Le PKI implementano un modello di trust che prevede delle autorità terze e fidate chiamate Registration Authority (RA) e Certification Authority (CA), le quali garantiscono un certificato identificandone il possessore in modo certo e firmandolo. Queste autorità sono organizzate in una gerarchia che diviene poi la catena di trust di un certificato pubblico. La catena di trust è la sequenza di certificati nella gerarchia, fino ad arrivare a quello dell'utente, in cui ogni certificato fidato è firmato dal precedente (fidato) e firmerà il successivo.

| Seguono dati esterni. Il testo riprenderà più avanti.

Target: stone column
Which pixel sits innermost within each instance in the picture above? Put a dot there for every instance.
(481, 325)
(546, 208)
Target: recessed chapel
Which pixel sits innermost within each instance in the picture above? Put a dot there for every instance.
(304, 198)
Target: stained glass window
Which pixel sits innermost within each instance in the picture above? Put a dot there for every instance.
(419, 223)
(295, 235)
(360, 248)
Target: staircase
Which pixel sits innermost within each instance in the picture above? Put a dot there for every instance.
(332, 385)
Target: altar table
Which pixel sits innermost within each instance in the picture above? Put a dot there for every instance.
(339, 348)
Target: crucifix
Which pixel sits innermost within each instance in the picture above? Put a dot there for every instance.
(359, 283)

Una CA radice quindi firmerà il certificato radice di una CA subordinata, che a sua volta firmerà altre CA subordinate e così via, fino ad arrivare alla firma di un certificato utente per la firma di documenti, cifratura di mail, etc.

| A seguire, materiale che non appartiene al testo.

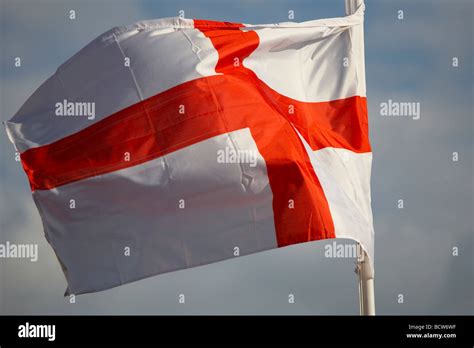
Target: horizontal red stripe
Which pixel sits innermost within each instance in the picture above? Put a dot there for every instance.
(154, 127)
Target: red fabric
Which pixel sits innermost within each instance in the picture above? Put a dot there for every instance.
(215, 105)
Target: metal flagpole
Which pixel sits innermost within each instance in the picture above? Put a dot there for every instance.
(366, 279)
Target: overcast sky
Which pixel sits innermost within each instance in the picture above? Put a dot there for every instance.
(406, 60)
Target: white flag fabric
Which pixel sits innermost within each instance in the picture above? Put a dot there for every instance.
(173, 143)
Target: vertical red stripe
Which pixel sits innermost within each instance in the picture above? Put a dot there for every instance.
(300, 208)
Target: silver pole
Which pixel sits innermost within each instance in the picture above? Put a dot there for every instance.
(366, 279)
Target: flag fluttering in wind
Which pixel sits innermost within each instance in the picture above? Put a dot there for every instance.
(173, 143)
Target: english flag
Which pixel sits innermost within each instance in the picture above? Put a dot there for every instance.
(174, 143)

Questa gerarchia di enti certificatori introduce però una certa rigidità nella gestione dei certificati, che influisce in modo non sempre positivo nei processi aziendali legati ai certificati.

Un modello di trust differente è quello implementato da PGP o GPG: il Web of Trust.

Questo modello prevede che il certificato pubblico PGP sia firmato da altri utenti in possesso di una coppia di chiavi PGP in delle "riunioni di firma". Il trust della chiave pubblica è quindi implicato dalla fiducia che si attribuisce alle diverse persone che hanno firmato il certificato. Si procede in modo ricorsivo anche per la fiducia attribuita a tali firmatari.

Quali sono le differenze tra i due modelli?

Supponiamo di avere due certificati rispondenti ai due diversi modelli di trust: PKI e PGP.

Nel caso delle PKI il trust di un certificato utente è inferito dal certificato CA o subCA che lo ha firmato e che compare nella catena di trust contenuta nel certificato utente.

Qualsiasi utente potrà verificare il trust ripercorrendo la catena di trust e verificando che l'impronta del certificato radice CA al vertice della catena sia effettivamente valido (problema dei certificati fake). Nel caso quindi di PKI ci "fidiamo" dei "notai" esterni come le CA e verifichiamo che la loro firma sia sempre valida.

Nel caso di PGP, l'utente in possesso del certificato e della coppia di chiavi PGP, richiederà di firmare la propria chiave pubblica ad amici e conoscenti che, così facendo, aumenteranno il trust del suo certificato. Quando qualcuno vorrà verificare il trust di un certificato potrà analizzare gli autori delle firme, verificando per ognuno di essi il loro trust e così via, fino ad arrivare ad una persona conosciuta o di cui si fida.